Robot with human-like fingers solves a Rubik’s cube in three minutes after using artificial intelligence to improve
- The programme was taught reinforcement learning, practicing trial and error
- System developed by researchers who made AI that outplayed people at games
- The AI work on a points scoring system and tried to improve each time
A robotic hand with human-like fingers has solved a Rubik’s cube in around three minutes.
The machine, guided by artificial intelligence, is the first to have managed the feat without being designed specifically for the purpose and to have taught itself.
It is built in a way which means it could be used for other things and learnt through a trial-and-error technique known as reinforcement learning.
OpenAI taught AI to control the robotic hand which had been developed by the Shadow Robot Company.
The AI controlled robotic hand (pictured above) was able to solve the Rubik’s cube in three minutes
One of the researchers said that the process starts from the very beginning as the AI has to learn how to move the hand.
Peter Welinder said: ‘It starts from not knowing anything about how to move a hand or how a cube would react if you push on the sides or on the faces’, he told the New Scientist.
The AI then works on a points scoring system. Giving points to each successfully performed manoeuvre, such as flipping the cube around or rotating its face.
It was programmed to make sure it maximised its score each time.
The Rubik’s cube (pictured above) is a difficult puzzle for humans to solve and now a robot has done it with just one hand
Researchers said it had been challenging to fine tune the AI due to the number of simultaneous points of contact between hand and object which often goes into solving a Rubik’s cube.

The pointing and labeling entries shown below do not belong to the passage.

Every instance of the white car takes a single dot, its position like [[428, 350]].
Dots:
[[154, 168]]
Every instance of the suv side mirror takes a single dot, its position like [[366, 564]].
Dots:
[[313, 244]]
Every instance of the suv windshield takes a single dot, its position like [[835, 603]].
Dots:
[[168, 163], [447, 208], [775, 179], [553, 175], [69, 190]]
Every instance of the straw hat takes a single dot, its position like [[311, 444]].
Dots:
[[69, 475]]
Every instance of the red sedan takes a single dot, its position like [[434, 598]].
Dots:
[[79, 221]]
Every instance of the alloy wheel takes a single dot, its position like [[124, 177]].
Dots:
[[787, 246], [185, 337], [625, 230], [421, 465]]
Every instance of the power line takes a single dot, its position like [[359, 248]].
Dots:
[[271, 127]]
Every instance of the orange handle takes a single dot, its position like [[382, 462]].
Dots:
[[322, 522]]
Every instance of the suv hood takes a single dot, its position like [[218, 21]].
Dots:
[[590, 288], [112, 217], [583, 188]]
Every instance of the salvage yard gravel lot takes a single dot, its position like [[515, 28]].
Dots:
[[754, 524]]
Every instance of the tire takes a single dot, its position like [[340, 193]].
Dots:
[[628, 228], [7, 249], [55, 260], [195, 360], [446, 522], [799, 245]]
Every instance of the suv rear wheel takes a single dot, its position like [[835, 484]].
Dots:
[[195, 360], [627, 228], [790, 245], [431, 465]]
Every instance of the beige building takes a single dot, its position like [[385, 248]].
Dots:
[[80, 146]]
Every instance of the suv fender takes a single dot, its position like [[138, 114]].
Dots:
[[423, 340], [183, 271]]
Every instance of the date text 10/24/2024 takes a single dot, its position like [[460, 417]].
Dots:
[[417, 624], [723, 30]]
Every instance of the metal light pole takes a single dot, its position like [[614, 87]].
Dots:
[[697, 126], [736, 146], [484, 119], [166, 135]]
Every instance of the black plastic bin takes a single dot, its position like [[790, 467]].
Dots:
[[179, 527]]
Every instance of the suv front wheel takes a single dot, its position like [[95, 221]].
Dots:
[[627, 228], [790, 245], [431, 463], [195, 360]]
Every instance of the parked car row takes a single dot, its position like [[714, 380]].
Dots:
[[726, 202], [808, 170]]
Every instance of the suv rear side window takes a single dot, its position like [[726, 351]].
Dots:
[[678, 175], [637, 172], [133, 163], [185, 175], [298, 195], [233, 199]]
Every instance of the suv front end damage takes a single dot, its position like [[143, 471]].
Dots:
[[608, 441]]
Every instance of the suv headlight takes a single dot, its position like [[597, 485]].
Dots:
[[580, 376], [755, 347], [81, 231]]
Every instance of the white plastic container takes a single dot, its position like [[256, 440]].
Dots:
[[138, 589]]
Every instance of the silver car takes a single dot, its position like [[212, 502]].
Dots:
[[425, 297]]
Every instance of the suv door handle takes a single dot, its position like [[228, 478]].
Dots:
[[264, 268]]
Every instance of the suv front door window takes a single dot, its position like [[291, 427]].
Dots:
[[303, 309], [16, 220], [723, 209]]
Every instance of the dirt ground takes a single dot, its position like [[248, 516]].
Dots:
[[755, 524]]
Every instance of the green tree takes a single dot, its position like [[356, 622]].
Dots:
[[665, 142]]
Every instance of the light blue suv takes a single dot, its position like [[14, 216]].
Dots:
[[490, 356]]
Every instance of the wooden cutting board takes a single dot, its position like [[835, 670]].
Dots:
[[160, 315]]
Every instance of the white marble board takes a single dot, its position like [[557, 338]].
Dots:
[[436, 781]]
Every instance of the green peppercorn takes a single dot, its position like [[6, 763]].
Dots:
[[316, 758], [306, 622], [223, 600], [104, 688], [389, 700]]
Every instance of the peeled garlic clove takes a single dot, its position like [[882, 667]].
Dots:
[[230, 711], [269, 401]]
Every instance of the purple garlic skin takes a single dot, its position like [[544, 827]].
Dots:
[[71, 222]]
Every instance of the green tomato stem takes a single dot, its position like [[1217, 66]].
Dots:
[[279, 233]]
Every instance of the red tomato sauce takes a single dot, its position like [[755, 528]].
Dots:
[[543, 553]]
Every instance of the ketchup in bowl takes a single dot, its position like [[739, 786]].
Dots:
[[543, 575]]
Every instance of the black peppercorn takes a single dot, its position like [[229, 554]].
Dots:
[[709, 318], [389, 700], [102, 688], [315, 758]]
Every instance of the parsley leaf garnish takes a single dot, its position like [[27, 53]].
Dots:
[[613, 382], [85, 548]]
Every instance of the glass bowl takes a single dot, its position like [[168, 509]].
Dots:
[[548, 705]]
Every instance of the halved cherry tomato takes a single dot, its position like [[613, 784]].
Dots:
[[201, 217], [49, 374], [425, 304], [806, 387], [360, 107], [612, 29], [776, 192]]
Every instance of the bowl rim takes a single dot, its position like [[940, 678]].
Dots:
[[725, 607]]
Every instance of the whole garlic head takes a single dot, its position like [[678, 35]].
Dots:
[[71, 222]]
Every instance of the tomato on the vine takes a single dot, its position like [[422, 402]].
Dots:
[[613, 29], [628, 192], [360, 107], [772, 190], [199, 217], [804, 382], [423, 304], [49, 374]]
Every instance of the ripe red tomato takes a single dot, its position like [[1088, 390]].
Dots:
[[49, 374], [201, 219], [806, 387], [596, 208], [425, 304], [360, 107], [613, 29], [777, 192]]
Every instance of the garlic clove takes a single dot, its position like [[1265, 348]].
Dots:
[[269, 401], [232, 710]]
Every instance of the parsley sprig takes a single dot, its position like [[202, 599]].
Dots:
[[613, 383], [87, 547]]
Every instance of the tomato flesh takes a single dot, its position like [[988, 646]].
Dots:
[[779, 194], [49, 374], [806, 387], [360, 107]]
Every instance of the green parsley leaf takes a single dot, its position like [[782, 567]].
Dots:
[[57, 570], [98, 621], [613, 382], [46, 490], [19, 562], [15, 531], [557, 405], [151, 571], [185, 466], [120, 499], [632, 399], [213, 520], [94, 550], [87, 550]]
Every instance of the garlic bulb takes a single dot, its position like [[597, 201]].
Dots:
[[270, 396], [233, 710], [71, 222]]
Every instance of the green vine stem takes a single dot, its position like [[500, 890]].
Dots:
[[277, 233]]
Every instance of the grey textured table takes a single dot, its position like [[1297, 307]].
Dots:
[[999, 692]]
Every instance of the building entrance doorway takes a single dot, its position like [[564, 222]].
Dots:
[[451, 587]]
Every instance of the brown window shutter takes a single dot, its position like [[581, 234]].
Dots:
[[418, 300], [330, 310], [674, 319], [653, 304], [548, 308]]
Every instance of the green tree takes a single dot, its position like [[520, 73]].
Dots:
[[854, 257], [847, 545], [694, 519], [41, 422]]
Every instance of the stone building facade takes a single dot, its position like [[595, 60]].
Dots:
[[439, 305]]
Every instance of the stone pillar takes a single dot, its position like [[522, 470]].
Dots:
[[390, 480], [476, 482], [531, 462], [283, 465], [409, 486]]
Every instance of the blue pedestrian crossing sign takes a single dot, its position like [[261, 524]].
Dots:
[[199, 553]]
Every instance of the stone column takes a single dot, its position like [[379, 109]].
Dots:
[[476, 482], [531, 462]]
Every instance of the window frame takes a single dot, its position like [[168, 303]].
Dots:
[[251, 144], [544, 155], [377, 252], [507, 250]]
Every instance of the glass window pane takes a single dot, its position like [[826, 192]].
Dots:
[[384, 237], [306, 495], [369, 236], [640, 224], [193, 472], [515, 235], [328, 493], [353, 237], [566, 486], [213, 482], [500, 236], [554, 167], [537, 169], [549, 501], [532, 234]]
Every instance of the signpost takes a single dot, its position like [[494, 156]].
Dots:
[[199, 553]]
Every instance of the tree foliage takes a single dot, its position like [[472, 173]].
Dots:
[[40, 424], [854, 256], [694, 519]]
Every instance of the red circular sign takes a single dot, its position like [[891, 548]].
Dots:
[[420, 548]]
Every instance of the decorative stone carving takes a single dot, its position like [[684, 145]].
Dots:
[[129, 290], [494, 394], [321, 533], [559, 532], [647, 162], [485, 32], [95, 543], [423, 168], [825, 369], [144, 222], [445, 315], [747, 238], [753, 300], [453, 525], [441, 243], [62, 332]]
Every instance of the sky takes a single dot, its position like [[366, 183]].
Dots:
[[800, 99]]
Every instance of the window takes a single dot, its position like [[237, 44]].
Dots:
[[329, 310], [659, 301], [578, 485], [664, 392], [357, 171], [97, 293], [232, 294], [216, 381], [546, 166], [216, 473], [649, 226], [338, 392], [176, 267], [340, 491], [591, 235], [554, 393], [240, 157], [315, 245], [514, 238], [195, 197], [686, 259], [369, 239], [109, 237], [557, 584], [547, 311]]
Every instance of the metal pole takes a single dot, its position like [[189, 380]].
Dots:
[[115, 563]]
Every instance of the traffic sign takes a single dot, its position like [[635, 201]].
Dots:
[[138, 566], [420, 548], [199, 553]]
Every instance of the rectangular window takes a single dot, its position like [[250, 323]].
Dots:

The AI, however, was able to learn to correct mistakes, such as accidentally rotating the cube too much.
Just like a human, the time it took for the robot to solve the Rubik’s cube would depend on how jumbled it had been in the first place.
Mr Welinder added the best attempt by hand was around three minutes. A far cry from the 2018 record by Feliks Zemdegs who achieved 4.22 seconds, but was using two hands.
This is while the quickest with one hand was recorded at 9.42 seconds and was achieved by Max Park from the US.
The researchers hope that the hand could be further trained to do things like origami and other general tasks.
HOW DOES ARTIFICIAL INTELLIGENCE LEARN?
AI systems rely on artificial neural networks (ANNs), which try to simulate the way the brain works in order to learn.
ANNs can be trained to recognise patterns in information – including speech, text data, or visual images – and are the basis for a large number of the developments in AI over recent years.
Conventional AI uses input to ‘teach’ an algorithm about a particular subject by feeding it massive amounts of information.
AI systems rely on artificial neural networks (ANNs), which try to simulate the way the brain works in order to learn. ANNs can be trained to recognise patterns in information – including speech, text data, or visual images
Practical applications include Google’s language translation services, Facebook’s facial recognition software and Snapchat’s image altering live filters.
The process of inputting this data can be extremely time consuming, and is limited to one type of knowledge.
A new breed of ANNs called Adversarial Neural Networks pits the wits of two AI bots against each other, which allows them to learn from each other.
This approach is designed to speed up the process of learning, as well as refining the output created by AI systems.